Par suite, l'ordonnance critiquée, ayant débouté Mme [H] de ses demandes et dit n'y avoir lieu à rétractation de l'ordonnance rendue sur requête en date du 14 avril 2021 sera confirmée.

Sur les demandes accessoires :

Compte tenu de ce qui précède, l'ordonnance sera également confirmée en ses dispositions relatives aux frais irrépétibles et dépens de première instance.

Partie perdante, Mme [H] ne saurait prétendre à l'allocation de frais irrépétibles. Elle devra en outre supporter les dépens d'appel qui seront recouvrés avec distraction au bénéfice des avocats qui en ont fait la demande.

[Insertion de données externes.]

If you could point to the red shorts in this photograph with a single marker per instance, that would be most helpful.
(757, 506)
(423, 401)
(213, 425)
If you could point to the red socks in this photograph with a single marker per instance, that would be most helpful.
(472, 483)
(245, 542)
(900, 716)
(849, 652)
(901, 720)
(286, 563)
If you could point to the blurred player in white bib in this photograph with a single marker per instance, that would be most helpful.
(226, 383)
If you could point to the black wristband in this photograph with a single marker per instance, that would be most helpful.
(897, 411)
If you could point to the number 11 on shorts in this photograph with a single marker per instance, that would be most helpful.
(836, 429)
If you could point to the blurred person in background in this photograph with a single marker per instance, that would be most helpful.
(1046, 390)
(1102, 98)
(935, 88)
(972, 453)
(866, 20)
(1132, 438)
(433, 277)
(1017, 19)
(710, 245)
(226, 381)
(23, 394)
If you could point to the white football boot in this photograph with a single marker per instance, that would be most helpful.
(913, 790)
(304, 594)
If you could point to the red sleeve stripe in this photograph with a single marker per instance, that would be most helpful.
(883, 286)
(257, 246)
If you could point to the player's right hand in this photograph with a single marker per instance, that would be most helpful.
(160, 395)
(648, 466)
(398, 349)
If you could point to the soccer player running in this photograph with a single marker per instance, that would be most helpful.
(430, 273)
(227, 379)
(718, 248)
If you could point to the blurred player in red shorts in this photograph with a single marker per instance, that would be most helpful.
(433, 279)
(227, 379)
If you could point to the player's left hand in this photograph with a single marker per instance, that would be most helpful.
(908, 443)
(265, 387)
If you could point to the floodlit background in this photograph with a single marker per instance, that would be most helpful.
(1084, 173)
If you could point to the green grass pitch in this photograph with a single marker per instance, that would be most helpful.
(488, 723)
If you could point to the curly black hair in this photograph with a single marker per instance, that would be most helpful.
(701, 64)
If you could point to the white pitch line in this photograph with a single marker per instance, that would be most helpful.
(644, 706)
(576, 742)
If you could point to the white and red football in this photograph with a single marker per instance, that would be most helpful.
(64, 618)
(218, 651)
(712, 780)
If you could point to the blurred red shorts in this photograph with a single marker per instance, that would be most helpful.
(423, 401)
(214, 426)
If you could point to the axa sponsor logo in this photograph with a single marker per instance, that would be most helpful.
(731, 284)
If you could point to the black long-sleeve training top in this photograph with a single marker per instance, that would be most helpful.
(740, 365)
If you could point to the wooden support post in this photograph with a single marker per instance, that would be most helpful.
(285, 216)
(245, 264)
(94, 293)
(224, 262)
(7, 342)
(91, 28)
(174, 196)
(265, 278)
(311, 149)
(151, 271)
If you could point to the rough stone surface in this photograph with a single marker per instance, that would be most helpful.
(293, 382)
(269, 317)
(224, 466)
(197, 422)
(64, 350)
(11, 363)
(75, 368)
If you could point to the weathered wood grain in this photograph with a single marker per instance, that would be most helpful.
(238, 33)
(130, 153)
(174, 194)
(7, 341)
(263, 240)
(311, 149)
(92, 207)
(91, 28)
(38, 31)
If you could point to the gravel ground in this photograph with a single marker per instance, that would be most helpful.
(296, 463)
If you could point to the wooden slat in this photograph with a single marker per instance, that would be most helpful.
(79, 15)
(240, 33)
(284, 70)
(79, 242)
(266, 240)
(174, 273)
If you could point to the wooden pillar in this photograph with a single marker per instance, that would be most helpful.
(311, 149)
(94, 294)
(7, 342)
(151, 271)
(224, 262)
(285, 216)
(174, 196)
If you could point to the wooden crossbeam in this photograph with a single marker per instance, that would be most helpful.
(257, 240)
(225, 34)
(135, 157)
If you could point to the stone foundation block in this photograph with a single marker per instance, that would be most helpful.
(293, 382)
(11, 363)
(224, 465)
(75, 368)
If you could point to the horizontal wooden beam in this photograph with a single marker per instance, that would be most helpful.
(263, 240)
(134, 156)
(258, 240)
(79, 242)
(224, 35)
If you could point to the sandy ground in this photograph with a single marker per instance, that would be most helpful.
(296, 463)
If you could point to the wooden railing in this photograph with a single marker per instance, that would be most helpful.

Il serait par ailleurs inéquitable de laisser à la société Alliance, ès qualités, la charge des frais irrépétibles exposés en cause d'appel. L'appelante sera en conséquence condamnée à lui verser une somme de 3 000 euros sur le fondement de l'article 700 du code de procédure civile.

PAR CES MOTIFS,

La cour statuant par arrêt contradictoire,

Confirme l'ordonnance du 9 novembre 2021 en toutes ses dispositions,

Condamne Mme [T] [H] à verser à la société Alliance, prise en la personne de Maître [R], en qualité de liquidateur judiciaire de la société MK Conseils, la somme de 3 000 euros en application des dispositions de l'article 700 du code de procédure civile,

Dit que Mme [T] [H] supportera les dépens d'appel qui pourront être recouvrés conformément aux dispositions de l'article 699 du code de procédure civile.